Looking beyond the computer and out the window at the Audubon Center at the Francis Beidler Forest, we saw a White-eyed Vireo (Vireo griseus) eating a purple fruit hanging from a vine. As we could not identify the plant from the office, even with binoculars, we went outside for a closer inspection. On the way back, we collected the empty Hooded Warbler (Wilsonia citrina) nest (see blog) for use in our education program.

After removing a section of the vine and returning to the office, nobody on the crack staff could identify it from memory. We check Richard Porcher’s A Guide to the Wildflowers of South Carolina, but did not see anything like our vine. Next, we went to the Internet in search of a dichotomous key. A dichotomous key poses a question regarding the subject (plant, rock, bird, fish, etc.) that you are trying to identify. For example, "Are the leaves simple?" If yes, you might be sent to question #2. If no, you might be sent to question #20. There you will find another question with only two possible answers.

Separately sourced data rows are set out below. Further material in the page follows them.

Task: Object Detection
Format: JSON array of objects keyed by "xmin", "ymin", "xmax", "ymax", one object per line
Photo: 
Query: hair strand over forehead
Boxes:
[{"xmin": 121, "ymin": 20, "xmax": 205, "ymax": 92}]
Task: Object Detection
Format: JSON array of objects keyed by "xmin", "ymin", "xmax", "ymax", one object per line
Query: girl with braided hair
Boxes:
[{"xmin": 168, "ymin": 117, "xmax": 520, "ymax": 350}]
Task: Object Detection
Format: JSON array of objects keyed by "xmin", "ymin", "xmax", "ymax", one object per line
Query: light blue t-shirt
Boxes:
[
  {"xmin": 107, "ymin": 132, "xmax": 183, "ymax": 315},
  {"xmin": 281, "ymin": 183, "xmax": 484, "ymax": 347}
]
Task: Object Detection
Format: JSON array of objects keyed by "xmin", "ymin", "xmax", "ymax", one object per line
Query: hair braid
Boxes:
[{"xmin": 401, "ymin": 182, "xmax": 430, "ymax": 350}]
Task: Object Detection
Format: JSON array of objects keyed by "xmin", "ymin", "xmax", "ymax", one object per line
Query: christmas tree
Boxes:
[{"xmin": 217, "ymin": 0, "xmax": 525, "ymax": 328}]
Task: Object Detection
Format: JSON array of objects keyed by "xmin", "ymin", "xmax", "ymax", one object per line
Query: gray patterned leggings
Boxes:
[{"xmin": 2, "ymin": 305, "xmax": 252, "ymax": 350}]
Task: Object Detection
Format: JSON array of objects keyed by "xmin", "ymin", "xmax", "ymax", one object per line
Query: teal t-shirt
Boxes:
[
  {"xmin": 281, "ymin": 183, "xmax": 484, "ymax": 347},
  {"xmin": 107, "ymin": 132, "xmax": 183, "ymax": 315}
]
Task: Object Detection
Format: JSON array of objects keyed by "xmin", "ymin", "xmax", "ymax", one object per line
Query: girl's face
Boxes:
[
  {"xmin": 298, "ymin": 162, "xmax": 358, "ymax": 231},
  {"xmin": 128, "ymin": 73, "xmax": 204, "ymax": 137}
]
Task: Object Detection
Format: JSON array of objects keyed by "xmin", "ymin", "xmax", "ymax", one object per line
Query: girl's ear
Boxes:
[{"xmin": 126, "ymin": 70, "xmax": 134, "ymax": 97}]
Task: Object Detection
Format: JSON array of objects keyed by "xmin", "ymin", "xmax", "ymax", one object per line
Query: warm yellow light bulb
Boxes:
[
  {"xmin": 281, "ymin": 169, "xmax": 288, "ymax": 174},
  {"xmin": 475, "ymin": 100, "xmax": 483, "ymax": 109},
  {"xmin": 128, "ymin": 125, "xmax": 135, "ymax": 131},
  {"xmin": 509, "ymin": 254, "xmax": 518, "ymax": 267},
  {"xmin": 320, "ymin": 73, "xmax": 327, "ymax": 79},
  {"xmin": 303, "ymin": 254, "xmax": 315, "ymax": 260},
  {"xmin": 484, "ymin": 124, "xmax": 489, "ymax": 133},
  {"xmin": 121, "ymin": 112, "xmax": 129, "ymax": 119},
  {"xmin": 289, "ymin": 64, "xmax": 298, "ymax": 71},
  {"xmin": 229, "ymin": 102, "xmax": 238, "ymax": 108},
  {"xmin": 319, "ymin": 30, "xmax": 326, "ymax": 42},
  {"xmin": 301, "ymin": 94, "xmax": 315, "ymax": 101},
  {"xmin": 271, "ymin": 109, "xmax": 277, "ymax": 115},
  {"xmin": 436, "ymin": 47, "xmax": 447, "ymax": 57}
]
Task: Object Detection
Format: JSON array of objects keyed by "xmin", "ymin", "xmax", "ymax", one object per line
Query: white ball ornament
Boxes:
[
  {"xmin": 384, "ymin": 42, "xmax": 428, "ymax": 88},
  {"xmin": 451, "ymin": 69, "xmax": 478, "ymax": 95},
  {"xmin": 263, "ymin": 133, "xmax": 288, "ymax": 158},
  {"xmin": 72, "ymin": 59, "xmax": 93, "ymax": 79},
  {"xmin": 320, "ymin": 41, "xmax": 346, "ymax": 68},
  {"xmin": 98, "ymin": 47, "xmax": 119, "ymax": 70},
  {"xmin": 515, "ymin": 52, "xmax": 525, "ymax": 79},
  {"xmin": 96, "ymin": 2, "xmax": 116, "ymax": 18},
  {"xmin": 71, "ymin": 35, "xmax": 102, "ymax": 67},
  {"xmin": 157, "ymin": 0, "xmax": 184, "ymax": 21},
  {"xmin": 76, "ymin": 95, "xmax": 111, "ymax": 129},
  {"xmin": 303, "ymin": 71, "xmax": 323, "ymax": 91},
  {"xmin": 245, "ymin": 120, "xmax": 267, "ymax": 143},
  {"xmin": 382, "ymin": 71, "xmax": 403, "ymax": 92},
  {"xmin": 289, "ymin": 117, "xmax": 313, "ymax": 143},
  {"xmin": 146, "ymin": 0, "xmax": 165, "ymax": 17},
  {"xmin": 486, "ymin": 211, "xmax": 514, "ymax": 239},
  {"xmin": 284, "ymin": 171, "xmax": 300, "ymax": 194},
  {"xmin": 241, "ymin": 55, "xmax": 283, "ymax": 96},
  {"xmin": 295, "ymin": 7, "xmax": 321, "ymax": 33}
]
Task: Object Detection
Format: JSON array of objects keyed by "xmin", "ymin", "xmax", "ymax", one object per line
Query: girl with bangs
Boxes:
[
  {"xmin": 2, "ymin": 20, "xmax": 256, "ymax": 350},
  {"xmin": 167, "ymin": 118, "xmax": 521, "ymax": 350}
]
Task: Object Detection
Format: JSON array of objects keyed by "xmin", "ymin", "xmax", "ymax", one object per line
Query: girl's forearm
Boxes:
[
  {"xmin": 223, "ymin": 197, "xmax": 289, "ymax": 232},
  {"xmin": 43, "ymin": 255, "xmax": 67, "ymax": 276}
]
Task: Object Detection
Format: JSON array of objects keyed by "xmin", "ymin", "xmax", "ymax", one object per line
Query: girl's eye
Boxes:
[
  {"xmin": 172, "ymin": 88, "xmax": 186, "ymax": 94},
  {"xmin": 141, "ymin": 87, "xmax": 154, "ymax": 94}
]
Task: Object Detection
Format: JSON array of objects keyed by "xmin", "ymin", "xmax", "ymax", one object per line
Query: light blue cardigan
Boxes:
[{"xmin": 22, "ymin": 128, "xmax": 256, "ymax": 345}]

Each answer will lead to another question until only one possible answer remains. That would be the identification of your subject.

In our case, we found our answer at the end of question #31 although we did not need to answer 31 questions. Our mystery vine is Yellow Passion-flower (Passiflora lutea), which is referenced in Porcher’s book but not pictured. According to Porcher "the common name comes from the resemblance of the floral parts to the story of Christ’s Passion; the styles resemble nails; the 5 stamens, the wounds Jesus received; the purplish corona [of the related Passiflora incarnata], the bloody crown; the 10 perianth parts, the 10 disciples (Peter and Judas being absent); the coiled tendrils, the whips for scourging; the pistil, the column where Christ was scourged; and the flower in the background of dull, green leaves represents Christ in the hands of His enemies. Interestingly, the flower’s life is generally three days."